8. Pour justifier l'application des pénalités pour manquement délibéré, l'administration fait valoir qu'il ressort de l'ensemble des constatations opérées par le service vérificateur que la société a entendu se soustraire au paiement de la taxe sur la valeur ajoutée à laquelle elle était redevable, que les minorations de taxe sur la valeur ajoutée à déclarer et les majorations de la taxe déductible présentaient un caractère systémique et que l'importance des droits éludés excluait toute erreur ou simple négligence.
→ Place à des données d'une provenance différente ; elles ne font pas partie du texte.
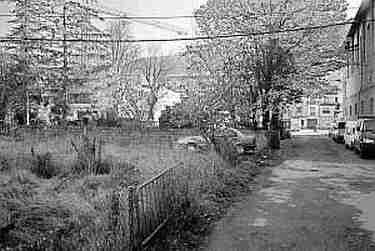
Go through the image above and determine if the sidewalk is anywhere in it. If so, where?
[291,129,328,136]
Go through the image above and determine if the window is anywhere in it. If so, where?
[310,107,316,116]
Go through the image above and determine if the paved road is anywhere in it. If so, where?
[203,137,375,251]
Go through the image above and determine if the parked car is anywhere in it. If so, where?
[332,121,346,143]
[344,121,357,149]
[328,123,337,138]
[280,119,291,139]
[354,118,375,158]
[214,127,256,154]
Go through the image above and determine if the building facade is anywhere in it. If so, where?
[344,0,375,120]
[285,68,345,129]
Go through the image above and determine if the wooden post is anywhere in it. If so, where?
[128,186,139,251]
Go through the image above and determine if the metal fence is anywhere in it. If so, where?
[128,165,187,250]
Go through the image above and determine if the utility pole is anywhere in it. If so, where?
[63,1,68,108]
[23,0,30,125]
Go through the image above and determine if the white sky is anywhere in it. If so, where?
[0,0,368,53]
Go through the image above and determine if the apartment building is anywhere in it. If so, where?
[344,0,375,120]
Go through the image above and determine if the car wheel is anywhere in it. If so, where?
[236,146,245,154]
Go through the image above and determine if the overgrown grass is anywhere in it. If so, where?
[150,140,271,250]
[0,128,223,250]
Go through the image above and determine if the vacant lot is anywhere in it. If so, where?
[0,129,232,250]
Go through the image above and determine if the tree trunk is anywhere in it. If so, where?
[147,94,158,120]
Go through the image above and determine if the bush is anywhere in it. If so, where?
[30,150,60,179]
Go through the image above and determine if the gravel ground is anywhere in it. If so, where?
[201,136,375,251]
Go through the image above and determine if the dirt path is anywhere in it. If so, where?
[202,137,375,251]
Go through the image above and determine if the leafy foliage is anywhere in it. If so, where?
[187,0,347,126]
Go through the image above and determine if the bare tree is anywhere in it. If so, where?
[141,50,171,120]
[108,20,139,77]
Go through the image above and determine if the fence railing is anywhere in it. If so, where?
[128,165,187,251]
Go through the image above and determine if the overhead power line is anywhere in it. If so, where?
[0,13,203,20]
[0,20,362,43]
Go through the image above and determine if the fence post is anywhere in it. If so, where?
[128,186,139,251]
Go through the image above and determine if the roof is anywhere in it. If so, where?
[347,0,371,37]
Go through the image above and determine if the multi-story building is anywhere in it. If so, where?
[344,0,375,120]
[285,71,344,129]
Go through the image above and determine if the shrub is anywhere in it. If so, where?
[71,136,106,175]
[31,149,59,179]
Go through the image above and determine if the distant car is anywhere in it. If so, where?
[280,119,291,139]
[332,121,346,143]
[328,123,337,138]
[214,127,256,154]
[344,121,356,149]
[354,118,375,158]
[177,136,208,151]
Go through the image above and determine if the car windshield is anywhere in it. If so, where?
[338,122,345,129]
[365,120,375,132]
Elle souligne qu'elle a constaté, en particulier, lors des opérations de contrôle que 11 % de la taxe sur la valeur ajoutée à déclarer a été omise et que la majoration de la taxe sur la valeur ajoutée déductible était de 3 164 % sur l'ensemble de la période vérifiée, soit 479 388 euros déduits au lieu de 16 384 euros. L'administration souligne, enfin, que la société ne pouvait ignorer les obligations fiscales auxquelles elle devait se conformer d'autant que les faits constatés par le vérificateur avaient déjà fait l'objet de rappels lors d'un précédent contrôle. La société se prévaut de la circonstance qu'elle a fait apparaître dans ses comptes sociaux au compte 44587110 une ligne " TVA collectée à régulariser " au 30 décembre 2016 indiquant un montant de taxe sur la valeur ajoutée de 112 232 euros à régulariser et qu'elle ne peut, dans ces conditions, être regardée comme ayant cherché à dissimuler la déduction anticipée de la taxe sur la valeur ajoutée et que la situation a été régularisée en comptabilité. Toutefois, d'une part, elle n'établit pas cette régularisation et, d'autre part, ces circonstances ne sauraient suffire à remettre en cause l'application des pénalités pour manquement délibéré. Enfin, le fait que le montant des majorations qui lui ont été appliquées serait de nature à compromettre sa pérennité est sans incidence sur le bien-fondé de ces pénalités.

Sur les frais liés au litige :

9. Aux termes de l'article L. 761-1 du code de justice administrative : " Dans toutes les instances, le juge condamne la partie tenue aux dépens ou, à défaut, la partie perdante, à payer à l'autre partie la somme qu'il détermine, au titre des frais exposés et non compris dans les dépens. Le juge tient compte de l'équité ou de la situation économique de la partie condamnée. Il peut, même d'office, pour des raisons tirées des mêmes considérations, dire qu'il n'y a pas lieu à cette condamnation. ".

10. Ces dispositions font obstacle à ce que soit mise à la charge de l'Etat, qui n'est pas la partie perdante dans la présente instance, la somme demandée par la société Altelios au titre de frais exposés par elle et non compris dans les dépens.

D E C I D E

Article 1er : La requête de la société Altelios est rejetée.

Article 2 : Le présent jugement sera notifié à la société Altelios et à l'administrateur général des finances publiques de la direction régionale du contrôle fiscal d'Ile de France.

Délibéré après l'audience du 19 avril 2023, à laquelle siégeaient :

M. Rohmer, président,

M. Guiader, premier conseiller,

M. Lenoir, conseiller.

Rendu public par mise à disposition au greffe le 10 mai 2023.

Le rapporteur,

V. A

Le président,

B. ROHMER

La greffière,

S. CAILLIEU-HELAIEM

La République mande et ordonne au ministre délégué auprès du ministre de l'économie, des finances et de la souveraineté industrielle et numérique, chargé des comptes publics, en ce qui le concerne ou à tous commissaires de justice à ce requis en ce qui concerne les voies de droit commun contre les parties privées, de pourvoir à l'exécution de la présente décision.